A MAN who battered a friend to death with weapons including a frying pan in an East Oxford bedsit has been found dead in his prison cell weeks before he was due for release.

Robert Horrex, 45, was serving life after killing David Richards, 49, in the flat in Aston Street, more than 10 years ago.

Horrex, of Maidcroft Road, Cowley, stamped repeatedly on Mr Richards’s head, strangled him and smashed him with a chair and the frying pan before leaving his bloodstained handprints around the bedsit.

He returned the next morning to make sure he was dead.

A post mortem revealed Mr Richards took 15 hours to die.

He was found lying on a blood-soaked bed in the flat, which belonged to a mutual friend, Annie Gurnitt. A broken ashtray, chair and blood-stained frying pan were found nearby.

Horrex protested his innocence and screamed ‘I didn’t do it’ when he was jailed for life at Oxford Crown Court in April 1998, but an appeal against his conviction was thrown out by the Court of Appeal later that year.

Horrex could have been released from prison in June.

A spokesman for the Ministry of Justice said his body was discovered in his cell at HMP Stocken, in Rutland, on Sunday.

Horrex was taken to a local hospital but pronounced dead in the early hours of Monday.

The spokesman added: “As with all deaths in custody, the Prisons and Probation Om- budsman will carry out an investigation.”

Police are not treating the death as suspicious.

Horrex was due before a Parole Board hearing in the next few weeks to discuss his release.

His life tariff came to an end on June 22, which meant he could be released on licence from that date.

A spokesman for the Parole Board said a meeting had not taken place before his death.

The trial heard Horrex was angry with Mr Richards, who was in a relationship with Ms Gurnitt, as Mr Richards had assaulted her. Horrex regarded her as a mother figure.
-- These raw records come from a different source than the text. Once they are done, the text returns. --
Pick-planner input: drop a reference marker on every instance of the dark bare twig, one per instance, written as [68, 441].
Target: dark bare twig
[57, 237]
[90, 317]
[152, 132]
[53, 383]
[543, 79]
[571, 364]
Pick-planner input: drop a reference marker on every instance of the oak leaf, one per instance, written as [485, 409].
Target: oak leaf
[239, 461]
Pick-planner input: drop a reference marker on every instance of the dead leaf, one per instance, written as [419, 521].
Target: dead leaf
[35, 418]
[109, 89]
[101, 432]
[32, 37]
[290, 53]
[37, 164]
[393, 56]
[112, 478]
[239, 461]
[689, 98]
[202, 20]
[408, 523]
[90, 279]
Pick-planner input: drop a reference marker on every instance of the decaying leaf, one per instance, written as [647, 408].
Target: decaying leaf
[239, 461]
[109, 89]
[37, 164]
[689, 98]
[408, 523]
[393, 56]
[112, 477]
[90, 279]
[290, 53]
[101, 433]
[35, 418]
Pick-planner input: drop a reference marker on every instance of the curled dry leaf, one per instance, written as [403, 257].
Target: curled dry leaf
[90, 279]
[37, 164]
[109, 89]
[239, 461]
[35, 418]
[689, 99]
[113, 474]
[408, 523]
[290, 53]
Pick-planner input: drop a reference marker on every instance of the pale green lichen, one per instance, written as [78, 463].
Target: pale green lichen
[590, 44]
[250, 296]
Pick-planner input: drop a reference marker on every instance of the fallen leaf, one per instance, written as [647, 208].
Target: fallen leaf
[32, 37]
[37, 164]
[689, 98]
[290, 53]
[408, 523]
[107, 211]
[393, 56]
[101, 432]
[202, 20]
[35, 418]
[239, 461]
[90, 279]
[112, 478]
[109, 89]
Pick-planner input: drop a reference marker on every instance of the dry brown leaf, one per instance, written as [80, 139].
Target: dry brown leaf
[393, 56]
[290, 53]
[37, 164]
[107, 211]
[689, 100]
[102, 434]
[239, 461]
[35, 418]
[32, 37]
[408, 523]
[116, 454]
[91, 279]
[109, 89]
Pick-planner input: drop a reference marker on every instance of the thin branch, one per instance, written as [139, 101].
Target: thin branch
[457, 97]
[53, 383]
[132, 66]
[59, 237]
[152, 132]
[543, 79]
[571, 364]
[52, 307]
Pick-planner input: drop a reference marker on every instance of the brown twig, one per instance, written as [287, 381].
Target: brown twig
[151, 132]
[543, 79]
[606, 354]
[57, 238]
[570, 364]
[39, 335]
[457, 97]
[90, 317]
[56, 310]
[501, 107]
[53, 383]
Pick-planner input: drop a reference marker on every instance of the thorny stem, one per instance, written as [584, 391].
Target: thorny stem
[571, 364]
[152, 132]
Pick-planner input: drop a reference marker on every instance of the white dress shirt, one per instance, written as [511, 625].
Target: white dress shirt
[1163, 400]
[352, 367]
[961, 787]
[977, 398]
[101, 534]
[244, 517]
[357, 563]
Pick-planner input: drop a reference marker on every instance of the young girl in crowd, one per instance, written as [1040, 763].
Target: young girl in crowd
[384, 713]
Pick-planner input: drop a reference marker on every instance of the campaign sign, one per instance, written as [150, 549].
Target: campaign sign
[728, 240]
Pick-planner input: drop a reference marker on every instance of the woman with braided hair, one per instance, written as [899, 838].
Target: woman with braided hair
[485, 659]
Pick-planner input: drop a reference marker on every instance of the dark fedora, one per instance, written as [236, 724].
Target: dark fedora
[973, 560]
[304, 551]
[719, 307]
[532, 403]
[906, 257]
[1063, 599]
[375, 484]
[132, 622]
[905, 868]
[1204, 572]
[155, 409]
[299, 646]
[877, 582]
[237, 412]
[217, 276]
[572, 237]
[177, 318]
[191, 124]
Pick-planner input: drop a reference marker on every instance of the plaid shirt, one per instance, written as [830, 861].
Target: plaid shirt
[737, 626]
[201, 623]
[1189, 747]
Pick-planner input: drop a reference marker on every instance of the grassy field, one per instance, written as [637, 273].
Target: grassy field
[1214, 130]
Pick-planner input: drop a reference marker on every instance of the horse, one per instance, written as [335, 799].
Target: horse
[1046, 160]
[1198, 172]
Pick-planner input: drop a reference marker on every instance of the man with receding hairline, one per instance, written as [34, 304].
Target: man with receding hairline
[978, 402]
All three were alcoholics.

Tests found Mr Richards’ blood on Horrex’s boots, trousers and jacket and the pedal of his mountain bike.

Horrex’s fingerprints were also discovered among the bloody prints left on the wall.

Mr Richards was a former cloth-cutter for a Manchester tailor. He had three children After the trial, Mr Richards’ brother, Patrick McDade, said: “Fifteen hours my brother was left there to die. Imagine the pain and agony he was in.

“He left Manchester and came to Oxford to find himself. He had mental problems but was proud and thought he would get over it without help.

“David was a very intelligent man and a decent lad with a lot of problems that he couldn’t handle.”